6. Take Care of Issues
Pests and diseases are elements all gardeners end up facing. Instead of turning to an artificial pesticide that contains chemicals harmful to beneficial soil organisms, choose a natural option to ensure your plant roots stay healthy. Here are some natural insecticides:
- horticultural oils
- insecticidal soap
- spinosad BT (Bacillus thurgiensis)
- neem
- cinnamon
- pepper
- pyrethrum
- garlic
- essential oils
In addition to using insecticides, you can manually remove pests as you see them. For example, pick off larger bugs like Japanese beetles or blast your plants with water to knock them off. Fence off your garden beds to keep larger animals from entering, or you can use physical barriers like transparent netting to cover entire beds or just fruit as it grows on the vine.
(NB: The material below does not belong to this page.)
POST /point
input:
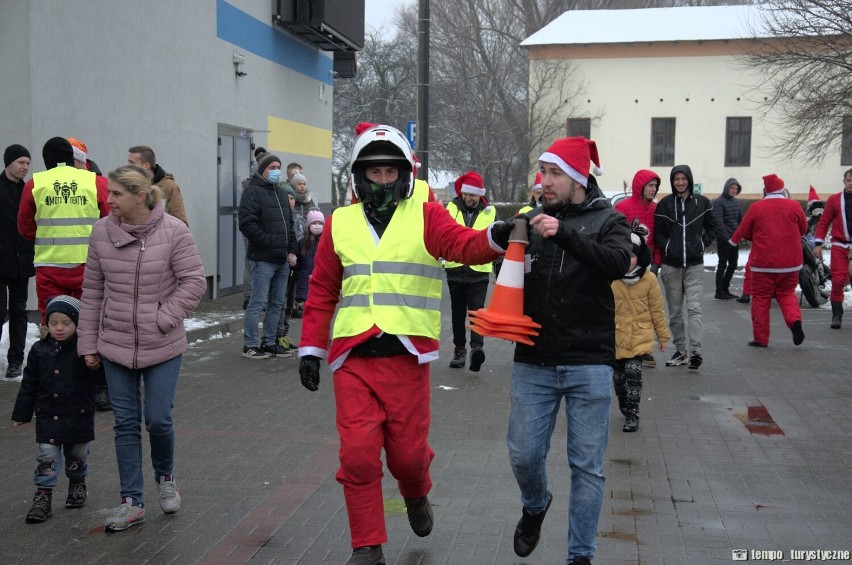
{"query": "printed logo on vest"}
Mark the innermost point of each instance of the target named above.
(65, 194)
Optimize Your Garden Soil Starting Today
Start to improve soil health for your garden by first evaluating what your soil needs to improve. Physically inspect your soil for its consistency. It should be fluffy, not too dry or wet, and contain plenty of organic material.
Get a scientific reading on the nutrients and pH of your soil to be informed before choosing a quality fertilizing option. Once you know what you need, it’ll be easy to choose the proper additives based on what they can do for your soil. Keep notes and a plan for your garden each year, and you’ll easily be able to adapt and be in-tuned with what your garden and individual plants need.
Watch both your knowledge and garden grow beautifully alongside each other.